2.1   Potential Ecological and Evolutionary Impacts on Wild Relatives of Gene Flow from Biotech Varieties

Controlled hybridization of G. max to wild Glycine species has been extremely difficult, so the impact of gene flow from cultivated soy to wild soy populations or from commercially improved, non-biotech or biotech varieties to soy landraces should be essentially non-existent.

Because of the low frequency of hybridization between cultivated and wild soy and the relatively small area of overlap between wild and cultivated soy, the amount of transgene introgression into wild soy populations is expected to be minimal. When biotech soybeans are grown in areas containing wild soy populations, fairly simple techniques could be used to further minimize the already limited opportunity for gene transfer. A minimal increase in either isolation distances or border row numbers will reduce the possibility of cross-pollination, resulting gene flow and possible introgression to virtually zero.

As discussed in the introduction to the paper and also in the section on maize, many factors determine whether gene flow from cultivated crops to wild populations will result in an ecological or evolutionary change. In soybeans, the rate of gene flow is greatly minimized, first and foremost, by the reproductive biology of the soybean plant. In addition, ecological impact depends on the nature of the recipient plant and the adaptive value of the newly acquired trait. To date, the only transgene in soybean that affects yield (i.e., potential reproductive success) is resistance to the herbicide glyphosate. Because of the very low frequency of hybridization between wild and cultivated soy, in order for the glyphosate resistance transgene to become established in the wild soy population and have an ecological impact, there must be intense selective pressure placed on the wild soy population that would favor plants that had acquired the gene for glyphosate resistance. In other words, the wild soy population must be frequently treated with the herbicide glyphosate. Having a well-planned herbicide application program in place before growing biotech crops in centers of origin would be an expected practice.
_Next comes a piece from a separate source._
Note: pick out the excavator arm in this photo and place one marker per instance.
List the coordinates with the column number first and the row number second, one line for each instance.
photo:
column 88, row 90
2.2   Impact of Gene Flow via Pollination on Neighboring, Non-biotech Soybeans

Cross-pollination of soybeans is generally infrequent (<1%) although some have documented higher rates under optimal conditions (Ahrent and Caviness, 1994; Ray et al., 2003). Most likely, cross-pollination will not occur if biotech and non-biotech fields are 10 m apart. The OECD purity standard of 99 99.5% should be easily met at this distance, unless farmers inadvertently mix seed during planting, harvesting or in shipping and handling. The Association of Official Seed Certifying Agencies (AOSCA), which sets seed purity standards for virtually all crops, does not have specific guidelines for isolation distances for certified soybean production. Adventitious presence of genetic material is minimized during certified seed production by following their only guideline for isolation: "Fields of soybeans shall be separated from any other variety or uncertified seed of the same variety by a distance adequate to prevent mechanical mixture" (AOSCA, 1996). Adventitious presence can result from growers or subsequent handlers accidentally mixing seed by not completely cleaning harvest machinery, storage bins or seed handling systems.